2005

Information and the Quality of Life: Environmentalism for the Information Age (take 1)

David M. Levy (University of Washington) gave this closing keynote session for the conference. Levy began his talk by noting that many of us feel that life is out of balance somehow and that technology seems to have something to do with it. As we speed forward do we lose sight of the bigger picture?

Levy asks us: how can we recognize and establish balance? We have an abundance of information sources, devices and technologies. When does this abundance lead to overload? We have an abundance of attentional choices. When does this lead to fragmentation? We lead full lives with full schedules. When does this become “busyness”? We largely subscribe to rapid action and response. When is this speed counterproductive?

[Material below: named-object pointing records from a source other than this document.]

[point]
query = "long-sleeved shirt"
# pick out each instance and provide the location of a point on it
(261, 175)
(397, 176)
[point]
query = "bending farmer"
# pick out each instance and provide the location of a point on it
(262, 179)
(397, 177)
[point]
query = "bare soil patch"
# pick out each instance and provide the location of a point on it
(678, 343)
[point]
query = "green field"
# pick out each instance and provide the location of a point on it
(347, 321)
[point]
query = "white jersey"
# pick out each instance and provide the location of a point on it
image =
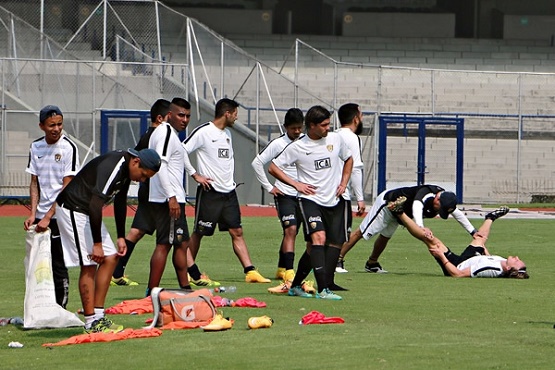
(319, 163)
(215, 159)
(483, 266)
(269, 152)
(51, 163)
(355, 182)
(168, 182)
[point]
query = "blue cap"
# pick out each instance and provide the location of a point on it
(49, 111)
(448, 203)
(149, 158)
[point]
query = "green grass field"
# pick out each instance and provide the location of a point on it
(411, 318)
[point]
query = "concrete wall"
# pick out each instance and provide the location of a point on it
(398, 24)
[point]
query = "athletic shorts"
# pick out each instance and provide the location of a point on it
(169, 231)
(332, 220)
(288, 210)
(144, 219)
(379, 220)
(213, 208)
(77, 241)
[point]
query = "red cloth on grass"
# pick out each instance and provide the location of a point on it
(133, 306)
(315, 317)
(107, 337)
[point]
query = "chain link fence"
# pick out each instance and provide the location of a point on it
(86, 56)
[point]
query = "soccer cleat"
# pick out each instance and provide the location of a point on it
(374, 267)
(500, 212)
(253, 276)
(103, 325)
(282, 288)
(203, 282)
(308, 286)
(123, 281)
(328, 294)
(340, 268)
(396, 206)
(297, 291)
(260, 322)
(218, 323)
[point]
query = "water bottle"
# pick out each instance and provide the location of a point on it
(225, 289)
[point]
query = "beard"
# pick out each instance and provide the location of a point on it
(358, 131)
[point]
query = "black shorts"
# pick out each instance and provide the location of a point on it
(169, 231)
(144, 219)
(288, 210)
(213, 208)
(332, 220)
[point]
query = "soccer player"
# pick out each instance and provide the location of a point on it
(350, 118)
(53, 161)
(423, 201)
(216, 197)
(324, 165)
(85, 238)
(285, 197)
(167, 197)
(144, 221)
(475, 261)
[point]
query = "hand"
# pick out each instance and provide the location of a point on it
(28, 222)
(122, 247)
(275, 192)
(98, 253)
(42, 226)
(175, 209)
(306, 189)
(204, 181)
(361, 208)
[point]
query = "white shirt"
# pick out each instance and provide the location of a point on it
(215, 157)
(319, 163)
(483, 266)
(168, 181)
(269, 152)
(355, 182)
(51, 163)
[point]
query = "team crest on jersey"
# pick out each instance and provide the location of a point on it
(320, 164)
(223, 153)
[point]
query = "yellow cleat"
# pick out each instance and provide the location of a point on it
(253, 276)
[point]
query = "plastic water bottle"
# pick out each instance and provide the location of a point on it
(225, 289)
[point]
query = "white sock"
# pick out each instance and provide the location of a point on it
(98, 313)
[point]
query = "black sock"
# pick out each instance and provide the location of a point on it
(332, 255)
(249, 268)
(318, 259)
(289, 260)
(303, 269)
(119, 271)
(194, 272)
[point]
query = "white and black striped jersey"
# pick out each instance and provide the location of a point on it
(319, 163)
(168, 182)
(51, 163)
(483, 266)
(269, 152)
(215, 157)
(355, 182)
(103, 178)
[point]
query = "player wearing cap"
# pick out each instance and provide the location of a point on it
(424, 201)
(85, 239)
(53, 161)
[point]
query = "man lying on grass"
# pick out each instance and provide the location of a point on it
(475, 261)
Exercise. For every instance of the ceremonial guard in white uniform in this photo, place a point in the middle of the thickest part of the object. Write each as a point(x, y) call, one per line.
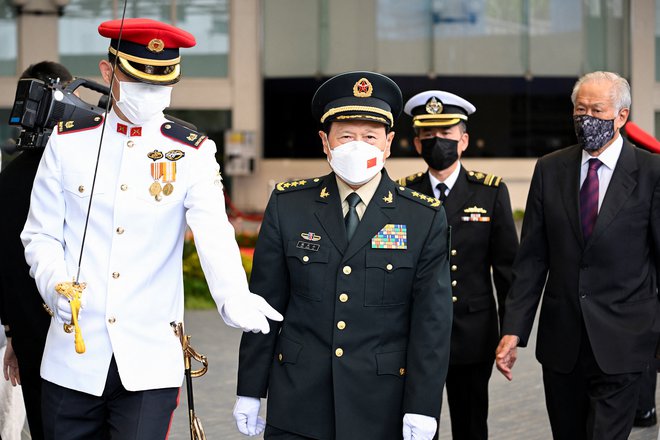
point(154, 176)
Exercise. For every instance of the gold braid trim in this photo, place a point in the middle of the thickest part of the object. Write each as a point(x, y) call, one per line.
point(358, 108)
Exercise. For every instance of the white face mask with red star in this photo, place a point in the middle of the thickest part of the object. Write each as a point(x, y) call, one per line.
point(356, 162)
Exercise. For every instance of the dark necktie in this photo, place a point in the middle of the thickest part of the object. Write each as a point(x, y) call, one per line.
point(443, 190)
point(351, 220)
point(589, 199)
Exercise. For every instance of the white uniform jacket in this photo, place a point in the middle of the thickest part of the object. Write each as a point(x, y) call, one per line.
point(132, 261)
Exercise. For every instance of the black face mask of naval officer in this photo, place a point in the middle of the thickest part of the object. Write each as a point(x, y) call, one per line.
point(439, 153)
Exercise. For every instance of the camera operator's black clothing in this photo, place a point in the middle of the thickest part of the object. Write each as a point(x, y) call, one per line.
point(20, 303)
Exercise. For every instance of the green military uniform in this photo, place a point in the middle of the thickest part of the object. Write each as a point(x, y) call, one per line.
point(365, 336)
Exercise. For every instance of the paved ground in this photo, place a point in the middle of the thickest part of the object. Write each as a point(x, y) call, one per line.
point(517, 408)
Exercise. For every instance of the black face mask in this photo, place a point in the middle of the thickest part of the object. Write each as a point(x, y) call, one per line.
point(439, 153)
point(592, 133)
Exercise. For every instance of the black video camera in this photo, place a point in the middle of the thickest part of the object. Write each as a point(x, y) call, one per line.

Some of the negative consequences of this speed up and overload: physical and mental health, productivity, effectiveness and quality of work, job satisfaction, decision-making, social cohesion and capital, democratic governance, and ethics. Some people can thrive on a 24/7 informational diet, but many cannot.

Levy quoted the well-known Vannevar Bush article in Atlantic Monthly in 1945, “As We May Think,” in which Bush conceptually proposes the basic tenets of hypertext and digital computing as a solution to the problem of information overload (he called his proposed device a “memex”). Levy notes that we have done all that Bush proposed and more, but this has not solved the information overload, but arguably worsened it.

Levy’s basic idea is that we spend a lot of time using technology to find, gather, and consume information, but we have lost sight of the need to slow down and process the information—a time to contemplate the world (the Greek ratio vs. intellectus). This was a nice way to end the conference—a helpful reminder to take a breath, slow down, and be calm.